Summary Response Outline

Summary:
  • Topic sentence: title, author, strong verb, main idea
  • In the writing of Othello, Shakespeare clearly depicts how jealousy can rule one’s decisions and actions.
  • Supporting ideas to prove main ideas
  • In Act 5 of Othello, Iago’s jealousy has driven him to the point of convincing Roderigo to kill Cassio, and Othello to kill Desdemona.
  • Explanation of ideas
  • Iago’s actions and decisions are controlled by his jealousy and need for revenge, and it affects everyone around him. When Roderigo fails to kill Cassio, Iago kills Roderigo, and also kills his own wife Emilia when she tells of his lies.
  • Concluding sentence: restate main idea
  • Shakespeare clearly depicts how jealousy rules one’s decisions and actions.
  • Only third person
  • Supporting ideas
    • no quotes
  • facts; no opinions
  • Explain ideas
  • Concise
  • Attribute ideas back to author
  • No plot
  • In your own words

Response:
  • Make an argument
  • take a position (correctly or incorrectly portrays)

  • Topic sentence: title, author, strong verb, agree/disagree (correctly portrays/ incorrectly portrays), because ___________ and ______________
  • In Act 5 of Othello, Shakespeare illustrates how jealousy rules one’s actions and decisions, because it can lead to an escalation of events until it results in death.
  • Claim 1:
    • Set-up
    • At the beginning of Act 5, Iago is planning how Roderigo will kill Cassio, at the same moment Othello is waiting to kill Desdemona. Cassio and Roderigo are both wounded, but neither are dead.
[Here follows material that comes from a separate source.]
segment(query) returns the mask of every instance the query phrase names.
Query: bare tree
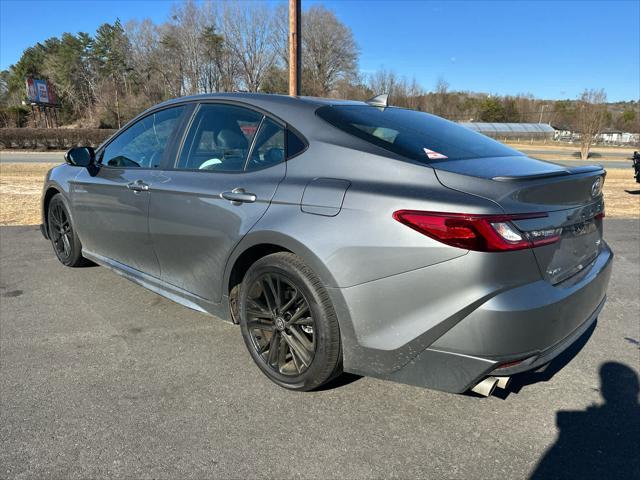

Iago kills Roderigo to keep him from talking, and makes it seem as if he was protecting Cassio.
    • Evidence: Lead-in  “ quotation” (       )
    • Iago says to himself, “Now, whether he kill Cassio, Or Cassio him, or each do kill the other, Every way make my gain,” (Shakespeare 5.1. 13-15).
    • Explanation of quotation to prove claim
    • Iago is saying that it does not matter much the outcome of the fight, because either way will be a win for him. This correctly portrays how Iago’s jealousy controlled his actions so that he set up a scene that could only end with a murder.
  • Counterclaim 1: However, ....
    • Set-up
    • However, Act 5 of Othello also shows that it is not always jealousy that controls one’s decisions and actions to the point of death. This is proved through Othello’s killing of Desdemona. Othello killed Desdemona out of anger rather than jealousy.
    • Evidence: Lead-in  “ quotation” (       )
    • Othello tells Desdemona that the reason for his actions is because she was unfaithful to him, “By heaven, I saw my handkerchief in’s hand. O perjured woman! thou dost stone my heart, And makest me call what I intend to do A murder, which I thought a sacrifice: I saw the handkerchief” (Shakespeare 5.2. 73-77).
    • Explanation of quotation to prove counterclaim
    • Othello says that he is forced to kill Desdemona because of what she did to him. He does not want to kill her much, but is so angered by her supposed “cheating”, that he believes he has no other option but to punish her with death.
  • Claim 2:
    • Set-up
    • Evidence: Lead-in  “ quotation” (       )
    • Explanation of quotation to prove claim
  • Counterclaim 2: Although, ....
    • Set-up
    • Evidence: Lead-in  “ quotation” (       )
    • Explanation of quotation to prove counterclaim
  • What are the strengths/ flaws of this argument?
  • At first glance it appears that many in Act 5 of Othello are caused by anger. At first glance this position seems reasonable because more often than not, crimes such as murders, are committed as an act of anger. But after taking a closer look, it is clear that nearly all of the murders in Act 5 of Othello were a result of jealousy controlling one’s decisions and actions. The death of Roderigo was an indirect result of Iago’s jealousy of Cassio, and Desdemona’s death was because of Othello’s jealousy toward Cassio for an imaginary affair. These murders were either a direct, or indirect result of jealousy in some form or another.
  • Concluding sentence: restate main idea
  • In Act 5 of Othello, Shakespeare clearly depicts how jealousy can control one’s actions and decisions.